Rav Schmoulevitch décline également cette réflexion sur la fête de Hanouka. En effet, à travers l’allumage de la 'Hanoukia, nous commémorons le miracle de cette fiole d’huile qui a duré huit jours et non seul jour, permettant de créer à nouveau de l’huile pure pour la Temple. Ce miracle est grand, mais 'Hanouka commémore également un autre miracle, déterminant pour la survie du peuple Juif, la victoire des 'Hachmonaïm, des Juifs sur les Grecs, la plus grande puissance de l’époque, une victoire des faibles sur les forts, d’un peuple « peu nombreux » sur un peuple « très nombreux » qui menaçait leur survie. Et pourtant, ce que nous avons retenu dans l’allumage de la Menora c’est le miracle de la fiole d’huile (Traité Chabbath 21a). Ce dernier n’était pas déterminant pour la survie du peuple mais il témoignait de l’affection infinie et de la complicité du Tout-Puissant qui a rendu possible la volonté de Le servir dignement alors que les conditions matérielles ne semblaient pas le permettre.
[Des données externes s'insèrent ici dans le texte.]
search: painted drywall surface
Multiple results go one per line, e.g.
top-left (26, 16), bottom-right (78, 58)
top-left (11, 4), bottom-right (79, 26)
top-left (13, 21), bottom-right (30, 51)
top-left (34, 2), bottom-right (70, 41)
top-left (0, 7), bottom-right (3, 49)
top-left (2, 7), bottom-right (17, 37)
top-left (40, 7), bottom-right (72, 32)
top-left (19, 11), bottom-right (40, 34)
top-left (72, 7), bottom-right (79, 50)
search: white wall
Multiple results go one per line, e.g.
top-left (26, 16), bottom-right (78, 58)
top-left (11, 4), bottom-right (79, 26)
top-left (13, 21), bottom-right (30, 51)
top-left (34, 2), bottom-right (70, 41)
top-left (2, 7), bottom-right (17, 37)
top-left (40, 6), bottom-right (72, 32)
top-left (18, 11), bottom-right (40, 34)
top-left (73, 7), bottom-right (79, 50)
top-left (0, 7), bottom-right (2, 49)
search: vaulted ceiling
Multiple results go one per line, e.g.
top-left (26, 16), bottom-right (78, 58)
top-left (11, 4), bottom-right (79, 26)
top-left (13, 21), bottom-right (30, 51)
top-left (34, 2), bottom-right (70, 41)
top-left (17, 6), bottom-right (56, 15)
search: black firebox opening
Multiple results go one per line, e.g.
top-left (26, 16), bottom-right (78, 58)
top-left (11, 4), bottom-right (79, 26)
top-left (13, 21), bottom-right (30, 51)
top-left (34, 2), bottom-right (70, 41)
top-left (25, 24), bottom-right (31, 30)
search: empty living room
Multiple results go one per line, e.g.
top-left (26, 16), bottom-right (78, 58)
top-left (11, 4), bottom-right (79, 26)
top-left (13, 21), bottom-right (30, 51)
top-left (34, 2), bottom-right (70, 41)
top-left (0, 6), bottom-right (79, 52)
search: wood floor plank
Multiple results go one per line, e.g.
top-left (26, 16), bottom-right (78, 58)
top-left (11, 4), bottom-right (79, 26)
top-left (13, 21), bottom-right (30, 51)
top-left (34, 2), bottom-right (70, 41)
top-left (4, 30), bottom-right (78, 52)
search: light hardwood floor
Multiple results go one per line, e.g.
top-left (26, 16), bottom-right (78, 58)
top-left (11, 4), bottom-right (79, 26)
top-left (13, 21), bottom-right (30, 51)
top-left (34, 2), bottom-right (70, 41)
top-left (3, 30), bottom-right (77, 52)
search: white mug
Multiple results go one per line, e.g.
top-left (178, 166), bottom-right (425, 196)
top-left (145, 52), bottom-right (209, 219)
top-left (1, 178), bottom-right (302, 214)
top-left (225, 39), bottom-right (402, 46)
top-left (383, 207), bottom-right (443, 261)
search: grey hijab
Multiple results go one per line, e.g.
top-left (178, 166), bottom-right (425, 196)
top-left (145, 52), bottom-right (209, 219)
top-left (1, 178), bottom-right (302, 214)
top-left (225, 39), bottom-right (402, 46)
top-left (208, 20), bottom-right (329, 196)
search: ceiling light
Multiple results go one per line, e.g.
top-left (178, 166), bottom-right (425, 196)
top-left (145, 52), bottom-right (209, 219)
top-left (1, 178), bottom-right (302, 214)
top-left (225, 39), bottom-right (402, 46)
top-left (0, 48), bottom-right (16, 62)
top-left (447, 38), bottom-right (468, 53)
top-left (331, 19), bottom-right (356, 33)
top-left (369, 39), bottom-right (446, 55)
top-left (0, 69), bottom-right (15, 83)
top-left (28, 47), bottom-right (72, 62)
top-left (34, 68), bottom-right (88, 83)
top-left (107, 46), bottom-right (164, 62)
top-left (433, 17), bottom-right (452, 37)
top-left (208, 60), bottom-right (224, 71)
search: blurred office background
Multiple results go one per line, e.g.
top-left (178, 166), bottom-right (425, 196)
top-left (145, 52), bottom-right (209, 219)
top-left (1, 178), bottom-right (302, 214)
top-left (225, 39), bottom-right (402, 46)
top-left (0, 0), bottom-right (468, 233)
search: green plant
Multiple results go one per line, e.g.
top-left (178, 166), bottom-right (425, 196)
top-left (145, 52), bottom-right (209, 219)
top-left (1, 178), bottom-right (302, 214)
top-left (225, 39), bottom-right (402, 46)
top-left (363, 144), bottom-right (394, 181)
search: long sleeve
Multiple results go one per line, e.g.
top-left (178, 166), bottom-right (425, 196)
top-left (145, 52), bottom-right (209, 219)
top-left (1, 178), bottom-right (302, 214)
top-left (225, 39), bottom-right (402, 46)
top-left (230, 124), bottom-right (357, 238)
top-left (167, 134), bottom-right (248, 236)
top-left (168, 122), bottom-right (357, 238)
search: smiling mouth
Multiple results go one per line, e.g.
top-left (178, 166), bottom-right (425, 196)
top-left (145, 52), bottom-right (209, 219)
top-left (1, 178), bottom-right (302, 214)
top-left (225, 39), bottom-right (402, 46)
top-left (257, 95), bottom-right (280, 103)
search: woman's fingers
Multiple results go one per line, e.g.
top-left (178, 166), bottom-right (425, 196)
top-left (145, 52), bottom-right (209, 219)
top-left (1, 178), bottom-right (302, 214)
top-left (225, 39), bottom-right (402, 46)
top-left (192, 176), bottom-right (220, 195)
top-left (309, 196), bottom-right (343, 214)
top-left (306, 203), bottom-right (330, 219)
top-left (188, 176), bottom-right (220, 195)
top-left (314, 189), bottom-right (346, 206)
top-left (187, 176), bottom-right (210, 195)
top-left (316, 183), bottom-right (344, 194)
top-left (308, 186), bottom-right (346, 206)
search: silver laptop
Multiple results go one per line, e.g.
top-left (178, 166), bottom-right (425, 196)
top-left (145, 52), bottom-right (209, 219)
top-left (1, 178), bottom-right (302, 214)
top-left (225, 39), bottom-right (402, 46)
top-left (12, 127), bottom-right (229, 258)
L’auteur du Petit Prince avait cette belle formule « On ne voit bien qu’avec le cœur, l’essentiel est invisible pour les yeux ».
A l’image de l’Eternel qui manifeste son affection pour Ses enfants non seulement dans les grandes choses, à commencer par la vie qu’il nous octroie, mais aussi dans des petites choses qui revêtent une intense symbolique spirituelle, puissions-nous également vis-à-vis de nos enfants, de nos conjoints, de tous ceux que l’on aime être capables non seulement de leur donner l’essentiel mais aussi d’aller au-delà en leur témoignant notre affection authentique dans les petites choses de la vie qui signifient beaucoup.
Et, bien sûr, puissions-nous avoir la même attitude vis-à-vis de l’Eternel en accomplissant Sa volonté non seulement dans la lettre mais aussi dans l’esprit.